ThreatNG Security Ratings supported by external attack surface analysis and digital risk protection capabilities, including Domain Intelligence, Dark Web Presence, and Sentiment and Financials discovery, provide enhanced fidelity, validity, and insight into Social Engineering susceptibility by considering factors related to Business Email Compromise (BEC) and phishing susceptibility.

BEC & Phishing Susceptibility: ThreatNG Security Ratings assess the organization's susceptibility to BEC and phishing attacks. These attacks often involve social engineering techniques, where attackers manipulate individuals to disclose sensitive information or perform unauthorized actions. By evaluating the organization's awareness of BEC and phishing threats and the effectiveness of their security measures, the rating system provides insights into the organization's susceptibility to social engineering attacks.

External Attack Surface Analysis: The rating system analyzes the organization's external attack surface, including domains, IP addresses, subdomains, and associated infrastructure. This helps identify potential entry points for attackers, such as phishing landing pages or spoofed email domains. By considering these factors, ThreatNG Security Ratings assess the organization's exposure to social engineering attacks from external sources.

Domain Intelligence and Dark Web Presence: ThreatNG Security Ratings leverage domain intelligence capabilities to gather insights about the organization's domain names, WHOIS information, historical records, SSL certificates, and other relevant data. This analysis includes monitoring the organization's presence on the dark web, where attackers often exchange or sell stolen credentials and information. By assessing the organization's domain intelligence and dark web presence, the rating system identifies potential risks related to social engineering attacks.

Sentiment and Financials Discovery: ThreatNG Security Ratings may include sentiment analysis and financial data discovery. This involves monitoring online sentiment, assessing public sentiment toward the organization, and analyzing publicly available financial information. By considering these factors, the rating system identifies potential indicators of social engineering attacks, such as negative sentiment or financial distress, that could make the organization more susceptible to manipulation.

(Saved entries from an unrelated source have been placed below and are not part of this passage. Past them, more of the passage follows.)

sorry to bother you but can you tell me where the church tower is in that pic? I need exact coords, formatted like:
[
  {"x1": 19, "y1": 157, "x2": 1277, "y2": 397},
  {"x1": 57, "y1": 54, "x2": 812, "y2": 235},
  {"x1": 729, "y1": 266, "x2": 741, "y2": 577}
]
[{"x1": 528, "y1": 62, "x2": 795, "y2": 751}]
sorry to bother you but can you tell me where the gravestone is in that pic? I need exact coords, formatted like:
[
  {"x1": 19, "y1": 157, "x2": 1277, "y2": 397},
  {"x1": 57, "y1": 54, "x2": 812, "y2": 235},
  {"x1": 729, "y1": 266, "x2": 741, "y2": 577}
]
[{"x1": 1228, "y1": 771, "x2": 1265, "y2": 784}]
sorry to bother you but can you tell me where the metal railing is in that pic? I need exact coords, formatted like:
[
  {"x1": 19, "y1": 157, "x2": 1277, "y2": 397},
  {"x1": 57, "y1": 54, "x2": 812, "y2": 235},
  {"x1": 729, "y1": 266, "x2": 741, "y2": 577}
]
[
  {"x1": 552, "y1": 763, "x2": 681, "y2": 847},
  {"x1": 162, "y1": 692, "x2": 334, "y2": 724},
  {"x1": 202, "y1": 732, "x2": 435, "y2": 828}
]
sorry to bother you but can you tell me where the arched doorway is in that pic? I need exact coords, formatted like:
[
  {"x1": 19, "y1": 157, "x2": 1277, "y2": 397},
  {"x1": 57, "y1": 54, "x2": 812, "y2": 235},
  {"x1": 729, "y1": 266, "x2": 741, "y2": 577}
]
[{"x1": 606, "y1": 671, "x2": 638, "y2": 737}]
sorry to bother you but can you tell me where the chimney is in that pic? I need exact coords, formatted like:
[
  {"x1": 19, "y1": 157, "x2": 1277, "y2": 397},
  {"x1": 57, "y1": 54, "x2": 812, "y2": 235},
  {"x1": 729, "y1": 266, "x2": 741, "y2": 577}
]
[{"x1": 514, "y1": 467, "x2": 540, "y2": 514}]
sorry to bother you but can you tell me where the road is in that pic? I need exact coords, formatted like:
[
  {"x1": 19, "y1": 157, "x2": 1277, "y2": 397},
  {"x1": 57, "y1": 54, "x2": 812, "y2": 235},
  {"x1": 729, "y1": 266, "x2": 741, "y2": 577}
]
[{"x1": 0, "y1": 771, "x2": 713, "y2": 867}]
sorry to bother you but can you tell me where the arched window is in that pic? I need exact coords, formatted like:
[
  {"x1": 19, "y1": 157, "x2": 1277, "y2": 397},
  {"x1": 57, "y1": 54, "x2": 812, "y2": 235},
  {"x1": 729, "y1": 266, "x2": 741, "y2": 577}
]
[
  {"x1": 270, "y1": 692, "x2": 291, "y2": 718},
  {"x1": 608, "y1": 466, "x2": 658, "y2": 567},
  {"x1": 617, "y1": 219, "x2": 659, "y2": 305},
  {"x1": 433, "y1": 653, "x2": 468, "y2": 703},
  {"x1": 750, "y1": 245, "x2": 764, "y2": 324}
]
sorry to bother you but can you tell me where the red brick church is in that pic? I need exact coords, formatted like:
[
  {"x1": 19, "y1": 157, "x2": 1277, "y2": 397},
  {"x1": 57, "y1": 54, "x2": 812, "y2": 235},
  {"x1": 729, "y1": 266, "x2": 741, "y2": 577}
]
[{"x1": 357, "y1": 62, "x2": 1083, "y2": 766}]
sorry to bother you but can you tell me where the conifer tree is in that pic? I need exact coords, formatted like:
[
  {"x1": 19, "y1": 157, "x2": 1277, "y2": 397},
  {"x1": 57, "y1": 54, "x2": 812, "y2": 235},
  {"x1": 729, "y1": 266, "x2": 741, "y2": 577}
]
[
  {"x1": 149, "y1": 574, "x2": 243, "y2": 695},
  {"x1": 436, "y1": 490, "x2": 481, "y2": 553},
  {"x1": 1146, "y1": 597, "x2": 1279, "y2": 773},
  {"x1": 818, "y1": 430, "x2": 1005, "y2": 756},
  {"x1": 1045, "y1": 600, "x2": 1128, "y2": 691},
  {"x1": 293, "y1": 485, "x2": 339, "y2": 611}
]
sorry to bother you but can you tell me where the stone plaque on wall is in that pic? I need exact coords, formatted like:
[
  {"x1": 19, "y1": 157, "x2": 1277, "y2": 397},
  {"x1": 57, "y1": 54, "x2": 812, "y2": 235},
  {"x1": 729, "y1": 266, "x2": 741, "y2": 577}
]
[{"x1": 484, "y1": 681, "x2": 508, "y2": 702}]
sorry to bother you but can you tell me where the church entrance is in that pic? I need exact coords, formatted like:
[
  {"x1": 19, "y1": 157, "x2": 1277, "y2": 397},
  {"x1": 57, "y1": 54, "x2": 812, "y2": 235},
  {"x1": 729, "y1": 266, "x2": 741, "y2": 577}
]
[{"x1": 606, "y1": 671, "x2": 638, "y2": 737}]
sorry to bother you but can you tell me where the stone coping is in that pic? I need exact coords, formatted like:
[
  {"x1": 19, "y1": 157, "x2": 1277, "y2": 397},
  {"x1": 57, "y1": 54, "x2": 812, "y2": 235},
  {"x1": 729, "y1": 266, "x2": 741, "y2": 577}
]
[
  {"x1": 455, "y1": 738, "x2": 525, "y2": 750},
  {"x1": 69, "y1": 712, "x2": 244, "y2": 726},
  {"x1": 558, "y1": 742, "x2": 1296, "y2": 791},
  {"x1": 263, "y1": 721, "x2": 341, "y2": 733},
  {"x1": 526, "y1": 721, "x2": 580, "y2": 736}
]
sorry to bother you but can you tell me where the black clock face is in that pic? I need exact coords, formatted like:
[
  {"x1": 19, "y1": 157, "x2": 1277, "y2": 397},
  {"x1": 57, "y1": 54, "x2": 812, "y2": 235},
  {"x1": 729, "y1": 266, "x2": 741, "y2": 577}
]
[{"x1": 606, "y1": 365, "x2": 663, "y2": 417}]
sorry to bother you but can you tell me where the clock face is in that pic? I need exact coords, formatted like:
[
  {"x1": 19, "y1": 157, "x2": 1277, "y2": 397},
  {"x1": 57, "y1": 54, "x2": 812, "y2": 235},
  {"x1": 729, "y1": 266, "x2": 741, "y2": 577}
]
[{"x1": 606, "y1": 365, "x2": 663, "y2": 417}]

By integrating external attack surface analysis, domain intelligence, dark web presence assessment, and sentiment and financial discovery, ThreatNG Security Ratings comprehensively evaluate an organization's Social Engineering score. This approach enhances the fidelity and validity of the score by considering multiple factors contributing to the organization's susceptibility to BEC and phishing attacks, ultimately providing valuable insights to enhance its security posture.